The relationship crystallized in 1971 with a pact between Indira Gandhi and the DMK. This agreement established a clear division: the DMK would maintain dominance in state assemblies, while Congress (I) would receive priority in parliamentary elections.

The Rise of Dravidian Bipolar Politics

The political landscape shifted again with the emergence of MG Ramachandran and the AIADMK. This development made Congress's position more challenging. The party's traditional social bases, particularly in western and southern Tamil Nadu, gradually became absorbed into the new Dravidian two-party system.

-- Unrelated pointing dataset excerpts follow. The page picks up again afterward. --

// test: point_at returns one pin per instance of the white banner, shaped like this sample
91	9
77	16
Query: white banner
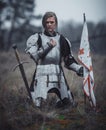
85	59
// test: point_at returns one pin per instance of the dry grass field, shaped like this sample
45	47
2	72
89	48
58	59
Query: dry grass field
18	113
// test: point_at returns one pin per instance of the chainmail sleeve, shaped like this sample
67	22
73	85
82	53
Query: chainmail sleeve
69	60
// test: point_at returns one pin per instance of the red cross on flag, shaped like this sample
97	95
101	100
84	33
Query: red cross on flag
85	59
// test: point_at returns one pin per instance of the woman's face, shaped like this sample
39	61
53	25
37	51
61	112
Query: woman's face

Tamil Nadu continued to produce nationally prominent Congress leaders. However, the state unit increasingly lacked a durable organizational structure. Internal divisions and factional conflicts further weakened the party.

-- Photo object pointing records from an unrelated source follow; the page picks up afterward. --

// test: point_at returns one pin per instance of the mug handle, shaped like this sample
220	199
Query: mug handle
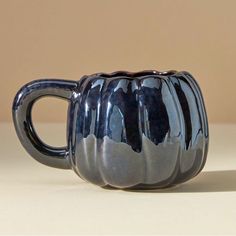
22	108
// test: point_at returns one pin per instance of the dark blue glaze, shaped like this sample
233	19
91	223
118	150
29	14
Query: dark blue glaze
126	130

The 1996 breakaway led by G K Moopanar proved particularly damaging. This split created the Tamil Maanila Congress and left the original party thinner in cadre depth and internal cohesion.

The Current Electoral Arithmetic

By the late 1990s and early 2000s, a stable pattern had emerged despite ongoing turbulence. In Assembly elections, Congress accepted a smaller footprint. In Lok Sabha elections, it bargained for a better share of seats.

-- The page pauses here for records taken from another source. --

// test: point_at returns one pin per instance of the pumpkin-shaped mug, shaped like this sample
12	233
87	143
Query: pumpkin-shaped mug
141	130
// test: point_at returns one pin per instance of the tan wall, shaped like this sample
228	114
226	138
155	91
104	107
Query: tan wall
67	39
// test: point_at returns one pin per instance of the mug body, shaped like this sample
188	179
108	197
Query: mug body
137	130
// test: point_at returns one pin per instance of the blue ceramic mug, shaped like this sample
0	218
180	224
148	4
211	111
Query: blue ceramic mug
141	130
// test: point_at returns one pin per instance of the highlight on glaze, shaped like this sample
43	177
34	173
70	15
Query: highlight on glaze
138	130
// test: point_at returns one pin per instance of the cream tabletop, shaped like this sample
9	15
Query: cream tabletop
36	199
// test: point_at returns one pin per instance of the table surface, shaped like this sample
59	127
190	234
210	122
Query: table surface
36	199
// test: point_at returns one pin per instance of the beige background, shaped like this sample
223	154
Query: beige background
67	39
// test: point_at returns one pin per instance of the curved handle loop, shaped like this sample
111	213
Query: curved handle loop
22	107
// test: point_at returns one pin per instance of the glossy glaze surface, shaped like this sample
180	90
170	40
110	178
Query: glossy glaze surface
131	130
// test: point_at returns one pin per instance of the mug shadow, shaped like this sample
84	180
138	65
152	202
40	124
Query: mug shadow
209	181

The DMK often found it useful to accommodate Congress in parliamentary contests. This served as a marker of opposition unity, even while keeping state-level power concentrated within the Dravidian two-pole system. This approach differs from regional parties in other states that typically convert state strength into larger Lok Sabha shares.

This arrangement has repeatedly benefited Congress. In the 2019 general elections, the DMK-led alliance swept Tamil Nadu. Congress won nine of the ten seats it contested. This success reflected not a Congress resurgence but the coalition's ability to transfer winnability to its partners.

Present Tensions and Future Prospects

Current tensions between Chennai and Delhi revolve around this very arithmetic. Some MPs and aspirants want a harder bargain, including ministerial positions. However, state leadership warns that brinkmanship risks the only formula that has proven effective.

The numbers support this caution. In the 2021 Assembly elections, Congress contested just 25 seats and won 18. In these conditions, threatening to walk away appears less like a bargaining chip and more like an admission of weakness.

Rahul Gandhi's strong positions on social justice and federalism further tighten the DMK-Congress fit. His attempt to project an alternative vision at the national level aligns well with DMK priorities, despite occasional factional disagreements.

Political Culture Constraints

A significant constraint comes from Tamil Nadu's political culture. Drawing from CN Annadurai's legacy, Dravidian parties have long preferred to maintain control over state government. This convention limits Congress's ability to convert alliance membership into visible executive power.

This explains why demands for ministerial berths and a "bigger say" keep resurfacing. Congress wants organizational regeneration, but Tamil Nadu's coalition grammar does not easily accommodate shared governance.

The Path Forward

Congress could certainly attempt to rebuild independently in Tamil Nadu. However, this would require years of dedicated work: strengthening cadre, organizing local bodies, and cultivating new leadership. Until such groundwork produces results, exiting the DMK alliance would represent less a declaration of autonomy than an act of self-sabotage.

Such a move would weaken the broader opposition ecology in Tamil Nadu. Anti-BJP consolidation in the state depends on a recognizable secular platform anchored by the DMK. Congress benefits from being part of this coalition.

The more realistic lesson for Congress is learning to be led in key states. The party must act as a sutradhar that prioritizes winnable and coherent coalitions rather than imposing top-down templates. In Tamil Nadu, this means accepting the junior partner role while working to maximize benefits within that framework.

The alliance continues because both parties recognize its mutual advantages. For Congress, it provides electoral relevance in a crucial state. For the DMK, it strengthens opposition unity at the national level. This delicate balance will likely continue shaping Tamil Nadu politics for the foreseeable future.